This dispatch is from the AJC's Aaron Gould Sheinin, who is embedded with Michelle Nunn's campaign this week:

Cruising down Georgia's backroads between Columbus and Macon on Tuesday, Democratic U.S. Senate hopeful Michelle Nunn opened up about the highs and lows of the campaign trail, her race against Republican David Perdue and her reaction to that controversial flyer referencing Ferguson, Mo.

She's made the middle row of a white Dodge minivan her mobile headquarters in the final leg of the race, and she sat down with us after offering a La Croix sparkling water and a slice from the Columbus pizzeria she just left.

The daughter of the famously pragmatic, centrist U.S. Sen. Sam Nunn, D-Ga., the younger Nunn has worked to build her campaign in a similar model: Work with whomever is willing to collaborate, if it makes sense and makes things better. She said she’s been surprised that Perdue has chosen a seemingly opposite path.

“He has made no inroads to talk about moderation and certainly has not tried to claim the center and in fact has done the opposite of that,” she said, as pecan plantations fly by the driver’s side window, pastures and scrub brush on the other.

“Talk about (incumbent Georgia Republican U.S. Sens.) Johnny Isakson or Saxby Chambliss. He hasn’t campaigned in their model or talked about them as role models in any way. I’ve done a lot more of that then he has.”

It’s not just Perdue, she said. The Senate has changed since the time of Sam Nunn, Alan Simpson, R-Wyo., and Fritz Hollings, D-S.C.

"Who we're sending to Washington has changed it," she said. "You send (Texas Republican Sen.) Ted Cruz to Washington and David Perdue campaigns with Ted Cruz, that does say something about the kind of senator he will be. And I don't think that's what we need."

Cruz was the architect of last year’s government shutdown. The three-week exercise led to 70,000 Georgians being furloughed and is a regular topic in Nunn’s campaign stops, particularly in military towns like Columbus, which were hurt more.

“My dad, Fritz Hollings, they had friends across the aisle,” Nunn said. “I think there was a much more collegial set of relationships in Washington.”

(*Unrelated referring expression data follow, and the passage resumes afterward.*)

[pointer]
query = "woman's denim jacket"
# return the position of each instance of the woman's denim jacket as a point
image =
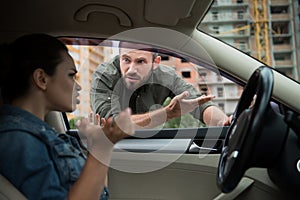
(39, 162)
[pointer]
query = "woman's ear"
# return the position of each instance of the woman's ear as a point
(40, 78)
(156, 62)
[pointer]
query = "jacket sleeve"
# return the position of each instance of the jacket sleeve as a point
(179, 85)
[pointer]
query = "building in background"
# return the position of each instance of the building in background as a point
(265, 29)
(87, 59)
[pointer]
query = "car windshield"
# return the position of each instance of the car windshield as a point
(266, 30)
(90, 54)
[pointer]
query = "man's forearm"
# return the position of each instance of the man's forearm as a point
(214, 116)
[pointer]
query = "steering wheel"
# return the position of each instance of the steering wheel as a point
(245, 129)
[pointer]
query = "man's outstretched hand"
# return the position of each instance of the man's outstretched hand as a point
(179, 105)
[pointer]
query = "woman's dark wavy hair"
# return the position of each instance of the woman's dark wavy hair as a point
(19, 59)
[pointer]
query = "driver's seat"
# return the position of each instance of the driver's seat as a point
(8, 190)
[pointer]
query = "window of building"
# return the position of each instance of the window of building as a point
(221, 106)
(203, 89)
(240, 14)
(203, 75)
(164, 57)
(216, 29)
(215, 15)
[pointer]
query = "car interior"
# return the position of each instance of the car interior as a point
(256, 157)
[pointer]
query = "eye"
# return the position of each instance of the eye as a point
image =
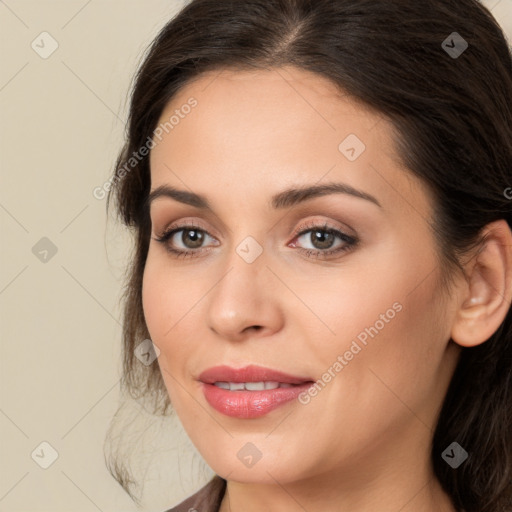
(323, 239)
(190, 237)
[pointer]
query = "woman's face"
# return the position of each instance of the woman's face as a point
(354, 303)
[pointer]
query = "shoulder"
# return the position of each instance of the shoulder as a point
(206, 499)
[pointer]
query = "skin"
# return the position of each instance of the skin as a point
(363, 443)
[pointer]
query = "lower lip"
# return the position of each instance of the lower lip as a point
(250, 404)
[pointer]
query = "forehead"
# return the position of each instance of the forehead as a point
(255, 132)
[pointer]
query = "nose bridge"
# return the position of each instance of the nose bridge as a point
(242, 297)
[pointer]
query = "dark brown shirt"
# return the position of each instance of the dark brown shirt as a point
(207, 499)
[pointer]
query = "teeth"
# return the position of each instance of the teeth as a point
(252, 386)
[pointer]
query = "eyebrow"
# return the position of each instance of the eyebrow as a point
(284, 199)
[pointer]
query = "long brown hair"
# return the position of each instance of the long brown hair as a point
(452, 113)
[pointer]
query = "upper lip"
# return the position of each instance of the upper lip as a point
(251, 373)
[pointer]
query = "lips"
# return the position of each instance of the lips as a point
(251, 373)
(228, 390)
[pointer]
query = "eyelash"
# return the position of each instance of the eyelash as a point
(350, 242)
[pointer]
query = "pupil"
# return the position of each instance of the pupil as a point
(196, 238)
(323, 238)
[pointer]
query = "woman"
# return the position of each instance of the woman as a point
(320, 196)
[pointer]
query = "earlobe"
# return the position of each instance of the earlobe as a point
(488, 289)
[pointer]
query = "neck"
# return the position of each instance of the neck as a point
(399, 479)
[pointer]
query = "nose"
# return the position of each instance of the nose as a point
(245, 301)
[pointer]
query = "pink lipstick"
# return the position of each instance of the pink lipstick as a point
(250, 392)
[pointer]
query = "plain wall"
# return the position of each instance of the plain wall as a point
(62, 124)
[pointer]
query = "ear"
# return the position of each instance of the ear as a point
(487, 293)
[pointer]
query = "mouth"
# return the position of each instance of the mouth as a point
(250, 392)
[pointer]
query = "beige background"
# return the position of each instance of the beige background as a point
(62, 122)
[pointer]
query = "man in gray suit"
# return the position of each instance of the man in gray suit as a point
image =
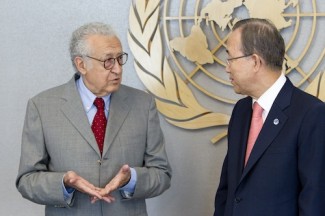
(63, 167)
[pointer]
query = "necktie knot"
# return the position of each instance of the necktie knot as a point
(99, 103)
(257, 110)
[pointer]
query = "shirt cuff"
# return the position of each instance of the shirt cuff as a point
(128, 189)
(67, 193)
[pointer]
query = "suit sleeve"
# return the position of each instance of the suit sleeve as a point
(221, 195)
(311, 162)
(155, 175)
(34, 182)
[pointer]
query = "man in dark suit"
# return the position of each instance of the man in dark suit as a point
(75, 166)
(283, 173)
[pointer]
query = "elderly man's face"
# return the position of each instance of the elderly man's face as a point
(99, 80)
(240, 68)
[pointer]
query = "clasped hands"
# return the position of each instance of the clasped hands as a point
(73, 180)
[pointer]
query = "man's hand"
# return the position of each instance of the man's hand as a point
(121, 179)
(73, 180)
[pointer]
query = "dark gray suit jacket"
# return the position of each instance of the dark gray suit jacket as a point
(285, 174)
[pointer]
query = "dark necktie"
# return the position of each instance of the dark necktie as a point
(99, 123)
(256, 126)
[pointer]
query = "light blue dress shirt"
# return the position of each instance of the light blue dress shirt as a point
(88, 99)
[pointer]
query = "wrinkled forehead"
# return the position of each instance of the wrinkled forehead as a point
(104, 44)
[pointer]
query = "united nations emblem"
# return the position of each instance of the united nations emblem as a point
(179, 49)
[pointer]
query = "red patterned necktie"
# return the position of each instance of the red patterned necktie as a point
(256, 126)
(99, 123)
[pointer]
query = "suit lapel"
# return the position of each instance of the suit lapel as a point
(119, 109)
(74, 111)
(272, 126)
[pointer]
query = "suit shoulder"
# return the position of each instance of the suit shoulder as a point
(305, 98)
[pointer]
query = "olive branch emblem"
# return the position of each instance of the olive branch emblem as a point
(173, 97)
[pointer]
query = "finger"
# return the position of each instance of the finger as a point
(93, 200)
(109, 199)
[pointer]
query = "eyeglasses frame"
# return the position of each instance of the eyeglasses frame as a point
(228, 60)
(110, 59)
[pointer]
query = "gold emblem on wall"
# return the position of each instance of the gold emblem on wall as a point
(194, 61)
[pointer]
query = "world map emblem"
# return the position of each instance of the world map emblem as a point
(179, 49)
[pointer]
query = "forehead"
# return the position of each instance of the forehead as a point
(103, 44)
(234, 41)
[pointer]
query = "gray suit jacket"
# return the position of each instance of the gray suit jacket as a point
(57, 138)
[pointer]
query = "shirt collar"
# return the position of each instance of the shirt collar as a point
(267, 98)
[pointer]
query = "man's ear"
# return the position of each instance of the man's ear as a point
(80, 65)
(258, 62)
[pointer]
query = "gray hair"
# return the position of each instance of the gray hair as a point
(261, 36)
(78, 43)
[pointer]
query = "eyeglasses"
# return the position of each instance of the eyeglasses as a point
(109, 63)
(231, 59)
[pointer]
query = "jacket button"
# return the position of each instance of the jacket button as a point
(237, 200)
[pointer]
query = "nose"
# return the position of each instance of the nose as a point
(117, 68)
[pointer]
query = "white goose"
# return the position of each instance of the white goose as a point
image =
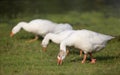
(56, 38)
(86, 40)
(40, 27)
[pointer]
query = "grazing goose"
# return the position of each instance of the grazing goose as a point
(40, 27)
(86, 40)
(56, 38)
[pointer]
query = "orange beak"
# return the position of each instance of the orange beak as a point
(11, 34)
(59, 61)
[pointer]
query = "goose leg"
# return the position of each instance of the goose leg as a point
(32, 40)
(92, 59)
(84, 58)
(44, 49)
(67, 52)
(80, 53)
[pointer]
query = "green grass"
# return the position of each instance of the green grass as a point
(20, 58)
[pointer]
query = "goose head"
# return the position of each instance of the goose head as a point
(17, 28)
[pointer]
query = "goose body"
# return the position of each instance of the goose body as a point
(40, 27)
(86, 40)
(56, 38)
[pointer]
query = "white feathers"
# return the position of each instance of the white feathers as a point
(86, 40)
(41, 27)
(56, 38)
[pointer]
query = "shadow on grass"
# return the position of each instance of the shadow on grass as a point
(100, 58)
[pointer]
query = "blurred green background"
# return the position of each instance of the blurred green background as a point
(20, 58)
(13, 8)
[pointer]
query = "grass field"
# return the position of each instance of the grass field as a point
(20, 58)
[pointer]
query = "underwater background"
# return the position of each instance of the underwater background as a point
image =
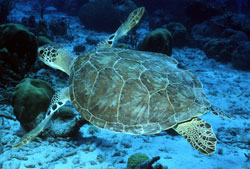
(209, 37)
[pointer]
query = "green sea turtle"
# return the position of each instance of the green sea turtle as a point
(129, 91)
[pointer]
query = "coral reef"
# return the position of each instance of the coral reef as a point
(30, 98)
(18, 51)
(136, 159)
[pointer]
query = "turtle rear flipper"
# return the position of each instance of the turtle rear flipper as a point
(199, 134)
(57, 101)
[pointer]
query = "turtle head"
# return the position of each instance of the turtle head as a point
(56, 57)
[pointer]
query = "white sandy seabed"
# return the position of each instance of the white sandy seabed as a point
(96, 148)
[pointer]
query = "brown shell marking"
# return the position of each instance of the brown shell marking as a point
(134, 92)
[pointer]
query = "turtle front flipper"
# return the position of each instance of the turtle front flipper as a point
(199, 134)
(132, 20)
(218, 112)
(57, 101)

Nunn, should she win and Democrats maintain their majority, realizes that majority will likely be smaller than it is now. It could be she’s the 51st vote, in fact. Having run a campaign based on working across the aisle, for the common good and not the good of the party, is she ready for the intense pressure she could face to toe the party line?

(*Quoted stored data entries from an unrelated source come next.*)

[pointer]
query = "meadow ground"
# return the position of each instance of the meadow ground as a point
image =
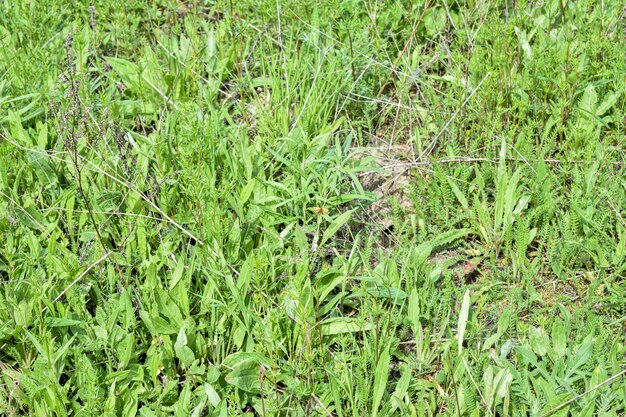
(342, 208)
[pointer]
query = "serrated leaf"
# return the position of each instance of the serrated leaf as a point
(340, 325)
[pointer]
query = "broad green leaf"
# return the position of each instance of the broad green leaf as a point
(336, 225)
(340, 325)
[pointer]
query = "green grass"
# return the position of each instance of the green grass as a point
(355, 208)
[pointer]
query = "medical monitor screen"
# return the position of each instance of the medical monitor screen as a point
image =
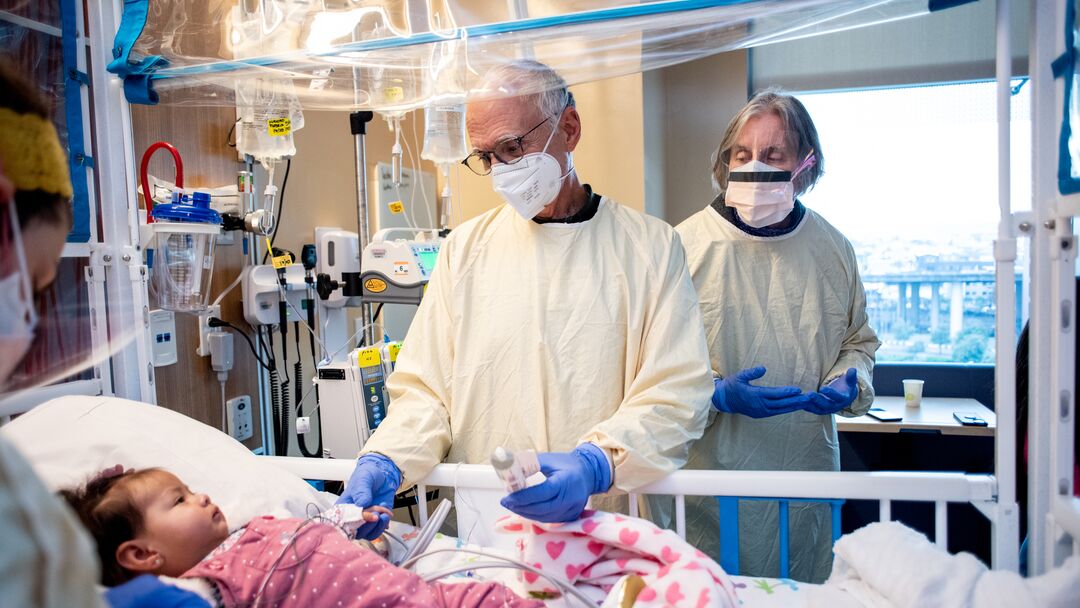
(428, 258)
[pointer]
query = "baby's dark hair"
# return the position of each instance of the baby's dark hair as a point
(106, 507)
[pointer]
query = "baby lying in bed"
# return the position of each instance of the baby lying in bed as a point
(148, 522)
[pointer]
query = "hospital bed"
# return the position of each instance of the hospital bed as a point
(69, 438)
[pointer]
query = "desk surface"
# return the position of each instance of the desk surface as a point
(934, 415)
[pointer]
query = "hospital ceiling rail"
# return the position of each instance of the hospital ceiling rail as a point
(453, 43)
(981, 490)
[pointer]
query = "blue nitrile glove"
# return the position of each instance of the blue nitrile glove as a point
(571, 478)
(836, 395)
(374, 481)
(734, 394)
(151, 593)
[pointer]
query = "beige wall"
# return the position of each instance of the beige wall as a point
(689, 106)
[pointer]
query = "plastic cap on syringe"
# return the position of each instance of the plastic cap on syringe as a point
(502, 458)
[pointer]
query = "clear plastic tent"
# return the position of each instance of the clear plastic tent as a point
(391, 55)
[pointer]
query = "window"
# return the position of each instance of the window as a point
(910, 179)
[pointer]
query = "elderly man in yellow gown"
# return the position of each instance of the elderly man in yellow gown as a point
(561, 322)
(783, 306)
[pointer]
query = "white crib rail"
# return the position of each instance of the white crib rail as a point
(886, 487)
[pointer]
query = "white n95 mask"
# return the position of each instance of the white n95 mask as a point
(530, 184)
(761, 194)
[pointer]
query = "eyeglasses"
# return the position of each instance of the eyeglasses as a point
(508, 151)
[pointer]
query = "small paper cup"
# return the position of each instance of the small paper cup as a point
(913, 393)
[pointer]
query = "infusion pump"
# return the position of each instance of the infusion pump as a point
(352, 397)
(396, 270)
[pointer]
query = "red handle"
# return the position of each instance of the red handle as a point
(146, 184)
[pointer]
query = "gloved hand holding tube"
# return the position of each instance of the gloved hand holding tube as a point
(373, 483)
(734, 394)
(571, 478)
(149, 592)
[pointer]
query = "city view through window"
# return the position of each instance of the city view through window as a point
(912, 180)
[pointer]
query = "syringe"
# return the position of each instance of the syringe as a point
(514, 469)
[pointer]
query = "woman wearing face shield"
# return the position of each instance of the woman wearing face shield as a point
(48, 559)
(785, 321)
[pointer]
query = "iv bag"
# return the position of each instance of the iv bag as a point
(269, 115)
(444, 134)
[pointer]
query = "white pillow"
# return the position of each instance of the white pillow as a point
(70, 438)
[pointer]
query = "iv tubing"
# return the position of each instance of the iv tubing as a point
(146, 183)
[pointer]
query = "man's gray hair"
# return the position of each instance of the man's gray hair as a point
(801, 134)
(528, 78)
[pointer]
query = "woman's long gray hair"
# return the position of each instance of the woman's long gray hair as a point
(801, 133)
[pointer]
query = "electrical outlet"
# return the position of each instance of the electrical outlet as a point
(239, 418)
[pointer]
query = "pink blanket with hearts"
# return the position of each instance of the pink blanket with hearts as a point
(597, 550)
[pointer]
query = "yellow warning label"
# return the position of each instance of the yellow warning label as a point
(375, 285)
(368, 357)
(279, 126)
(279, 261)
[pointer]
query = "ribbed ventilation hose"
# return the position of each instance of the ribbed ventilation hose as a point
(275, 406)
(298, 374)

“My entire orientation is around working together,” she said. “I’m going to do the right thing for Georgia and what I think is in the right interest of the nation. That’s all the pressure I’ll feel. I’m not at all worried about the political pressure of my party.”

As proof, she said she just questioned by a group of Democratic ladies at the Columbus pizzeria she just left – about the Keystone pipeline.

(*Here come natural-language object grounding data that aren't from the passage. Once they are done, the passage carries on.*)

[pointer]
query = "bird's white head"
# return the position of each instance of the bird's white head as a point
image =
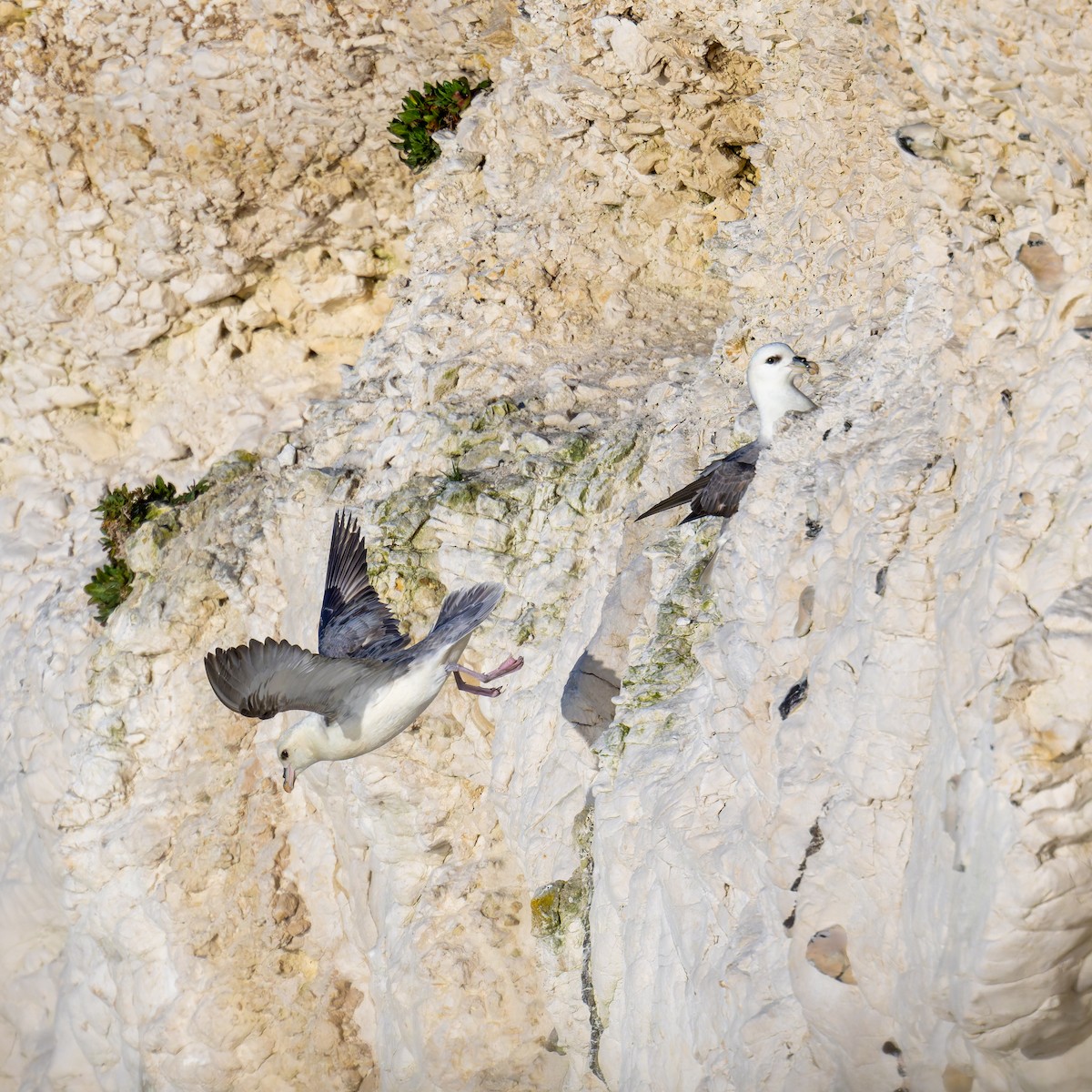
(770, 379)
(298, 747)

She's in favor of building it. These ladies, like many Democrats, oppose it.

“Look, none of us agree 100 percent of the time,” she said. “The question is are we going to exercise good judgment based on the facts and what we think is in the best interest of Georgia.”

Then there's that flyer. The Democratic Party of Georgia raised eyebrows and anger on the right with a mail piece that encourages people to vote "if you want to prevent another Ferguson." It's a reference to the Missouri town where a white police officer shot a young, unarmed black man.

Democrats have said the flyer is intended to spur people to the polls and ensure they have a voice in the political process. Nunn, asked about it almost everywhere she goes, has said the flyer ought to start “a conversation.” A conversation, she said, about race, and community and justice.

But she has steadfastly avoided saying whether she supported or opposed the flyer. So has Democrat Jason Carter, the gubernatorial contender, who said at a debate he hadn't looked at it yet.

In the minivan Tuesday, Nunn recalled seeing it for the first time.

“Somebody brought it to me and showed it to me the first time when I was speaking in … I don’t remember where I was,” she said. “Did it surprise me? It is an evocative and provocative piece."

The issue has taken hold in Georgia, she said, especially among black voters key to her party's success in Georgia.

“I have heard and spent time with people in the state of Georgia who have talked about how Ferguson is a point, is a touchstone for them, for involvement and participation,” she said. “And I’ve heard (Democratic Congressman) John Lewis talk about it. It’s certainly something I’ve heard from a lot of people.”